As reported by Sister Mary Elise, this was a very chaotic scene where the blind were trying to make their way along the road using as an aid a brass gong or a drum-like instrument to protect themselves from the street vehicles while they begged for care. Other desperately poor and infirmed people were left lying in the streets while crying out for help. Sister Mary Elise described the scene as heart-rending: “ … beggars on foot; then beggars, then more beggars! Your heart would bleed for these poor people.” (ibid, p. 41)
During those early days, as the sisters worked hard to create a school for girls, including curricula for elementary and junior high school students, Sister Mary Elise, with the assistance of then Sister Marie Gratia Luking, set up a dispensary for the physical needs of the students. Within two months of the opening of classes, an epidemic of small pox broke out in Kaifeng. Because there was no public health service “people with contagious diseases roamed the streets,” writes Sister Ann Collette (Against All Odds, p. 21). Sister Ann Collette goes on to say that the dispensary had become well known and that “S. Mary Elise’s loving care was experienced daily by many of the city’s poor.“ (ibid.)
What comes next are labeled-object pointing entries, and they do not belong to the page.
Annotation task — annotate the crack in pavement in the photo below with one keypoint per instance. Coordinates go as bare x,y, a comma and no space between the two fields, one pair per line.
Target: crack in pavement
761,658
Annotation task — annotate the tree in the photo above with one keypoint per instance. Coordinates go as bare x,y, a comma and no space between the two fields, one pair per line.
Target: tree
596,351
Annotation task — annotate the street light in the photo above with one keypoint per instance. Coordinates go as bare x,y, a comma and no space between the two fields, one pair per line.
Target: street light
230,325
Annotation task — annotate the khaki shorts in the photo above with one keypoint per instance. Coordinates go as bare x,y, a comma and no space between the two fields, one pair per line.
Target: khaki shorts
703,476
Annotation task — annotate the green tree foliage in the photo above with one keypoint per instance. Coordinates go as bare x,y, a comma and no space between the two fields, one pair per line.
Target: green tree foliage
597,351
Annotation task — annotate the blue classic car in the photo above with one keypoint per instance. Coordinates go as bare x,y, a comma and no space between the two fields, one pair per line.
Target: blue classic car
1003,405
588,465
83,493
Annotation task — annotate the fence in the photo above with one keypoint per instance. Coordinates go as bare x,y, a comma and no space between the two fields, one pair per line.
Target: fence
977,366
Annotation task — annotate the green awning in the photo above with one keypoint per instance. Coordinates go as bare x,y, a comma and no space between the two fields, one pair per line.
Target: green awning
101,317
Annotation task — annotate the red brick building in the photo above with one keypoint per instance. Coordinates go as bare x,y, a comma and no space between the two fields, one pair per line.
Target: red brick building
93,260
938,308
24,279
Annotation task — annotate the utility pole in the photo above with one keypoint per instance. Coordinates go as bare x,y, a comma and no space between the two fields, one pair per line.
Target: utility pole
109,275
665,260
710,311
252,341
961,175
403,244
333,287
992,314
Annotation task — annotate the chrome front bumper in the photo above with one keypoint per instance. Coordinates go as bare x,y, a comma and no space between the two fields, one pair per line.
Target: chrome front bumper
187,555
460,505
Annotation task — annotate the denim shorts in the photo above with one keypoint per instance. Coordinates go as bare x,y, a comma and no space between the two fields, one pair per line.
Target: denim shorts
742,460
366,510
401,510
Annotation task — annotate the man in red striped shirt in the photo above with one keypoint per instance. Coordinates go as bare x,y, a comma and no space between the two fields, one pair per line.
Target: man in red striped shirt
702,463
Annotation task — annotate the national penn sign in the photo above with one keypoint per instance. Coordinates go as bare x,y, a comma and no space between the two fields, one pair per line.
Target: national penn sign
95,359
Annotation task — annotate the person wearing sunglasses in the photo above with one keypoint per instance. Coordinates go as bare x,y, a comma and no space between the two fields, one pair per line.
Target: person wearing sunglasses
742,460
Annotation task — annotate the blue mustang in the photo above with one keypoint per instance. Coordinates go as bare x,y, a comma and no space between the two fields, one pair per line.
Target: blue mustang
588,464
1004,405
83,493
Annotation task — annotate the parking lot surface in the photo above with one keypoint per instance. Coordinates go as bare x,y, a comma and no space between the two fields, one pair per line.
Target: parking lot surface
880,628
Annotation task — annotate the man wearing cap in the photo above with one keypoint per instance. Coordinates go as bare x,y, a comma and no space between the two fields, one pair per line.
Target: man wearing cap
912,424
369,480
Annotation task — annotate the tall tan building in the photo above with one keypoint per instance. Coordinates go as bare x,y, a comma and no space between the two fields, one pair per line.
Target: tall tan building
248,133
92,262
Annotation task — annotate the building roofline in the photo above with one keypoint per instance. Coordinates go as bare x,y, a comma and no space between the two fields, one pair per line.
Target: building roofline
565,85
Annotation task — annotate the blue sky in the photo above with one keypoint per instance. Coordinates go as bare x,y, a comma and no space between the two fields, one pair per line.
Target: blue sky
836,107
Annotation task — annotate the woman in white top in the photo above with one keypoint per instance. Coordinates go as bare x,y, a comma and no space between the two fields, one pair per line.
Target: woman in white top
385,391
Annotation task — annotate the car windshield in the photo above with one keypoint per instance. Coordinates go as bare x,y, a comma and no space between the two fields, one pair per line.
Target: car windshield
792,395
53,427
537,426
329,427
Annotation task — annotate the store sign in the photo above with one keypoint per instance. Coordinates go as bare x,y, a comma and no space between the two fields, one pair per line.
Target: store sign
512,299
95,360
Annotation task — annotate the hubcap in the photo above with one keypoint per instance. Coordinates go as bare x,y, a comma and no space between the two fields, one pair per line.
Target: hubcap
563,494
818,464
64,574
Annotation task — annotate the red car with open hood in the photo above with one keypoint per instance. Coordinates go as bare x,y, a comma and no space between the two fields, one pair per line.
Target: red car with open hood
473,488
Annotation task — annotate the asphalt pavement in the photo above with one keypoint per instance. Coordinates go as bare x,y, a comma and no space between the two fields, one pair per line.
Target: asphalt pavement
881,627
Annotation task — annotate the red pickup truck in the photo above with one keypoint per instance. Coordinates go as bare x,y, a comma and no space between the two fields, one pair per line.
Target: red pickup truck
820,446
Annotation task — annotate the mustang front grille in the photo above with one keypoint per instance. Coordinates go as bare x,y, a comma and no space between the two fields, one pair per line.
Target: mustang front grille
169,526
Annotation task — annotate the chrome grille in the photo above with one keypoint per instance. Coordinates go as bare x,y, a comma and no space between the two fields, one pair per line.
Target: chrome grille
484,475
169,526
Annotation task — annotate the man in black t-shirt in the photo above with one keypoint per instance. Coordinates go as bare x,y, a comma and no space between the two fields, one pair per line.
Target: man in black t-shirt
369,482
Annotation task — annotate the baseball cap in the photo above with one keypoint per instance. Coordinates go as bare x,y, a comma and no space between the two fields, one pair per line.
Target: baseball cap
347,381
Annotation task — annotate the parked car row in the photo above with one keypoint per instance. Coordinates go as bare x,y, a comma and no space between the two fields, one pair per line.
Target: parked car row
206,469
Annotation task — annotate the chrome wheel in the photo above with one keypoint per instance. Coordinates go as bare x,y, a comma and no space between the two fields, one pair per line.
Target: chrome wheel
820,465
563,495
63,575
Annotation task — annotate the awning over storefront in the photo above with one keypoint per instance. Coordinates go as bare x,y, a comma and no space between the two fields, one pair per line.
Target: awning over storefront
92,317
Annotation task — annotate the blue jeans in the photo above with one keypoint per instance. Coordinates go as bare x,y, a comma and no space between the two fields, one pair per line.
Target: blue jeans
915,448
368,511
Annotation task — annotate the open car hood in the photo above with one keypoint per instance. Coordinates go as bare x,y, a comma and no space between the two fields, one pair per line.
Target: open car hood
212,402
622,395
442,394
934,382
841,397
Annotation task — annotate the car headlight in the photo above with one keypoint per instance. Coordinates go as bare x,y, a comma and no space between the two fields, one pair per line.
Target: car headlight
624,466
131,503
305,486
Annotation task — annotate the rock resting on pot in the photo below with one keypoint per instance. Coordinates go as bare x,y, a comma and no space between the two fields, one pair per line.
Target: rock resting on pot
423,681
Not only did Sister Mary Elise take good care of the sick, she also took time to teach habits of cleanliness and demanded that those to whom she applied bandages should return daily to have the bandages changed. (ibid.) Sister Ann Collette goes on to say that is was probably from one of these patients whom Sister Mary Elise attended when she herself caught the dreaded disease. (ibid.) Though great efforts were made to help Sister Mary Elise recover from the disease, after only 10 days, S. Mary Elise died on April 20, 1921 – just five months after her arrival.
Yet, even with all of the struggles, sicknesses, and hardships that persisted in the very short time that Sister Mary Elise ministered in Kaifeng, ending with the gift of her life for the sake of the mission, it is worth noting that in her first message home to St. Mary’s she wrote with great zeal, “Come on over! Come on over!” And she still awaits a response to this call as Sister Mary Elise, the only Sister of Providence, remains buried in a special tomb in Kaifeng which is still present there today.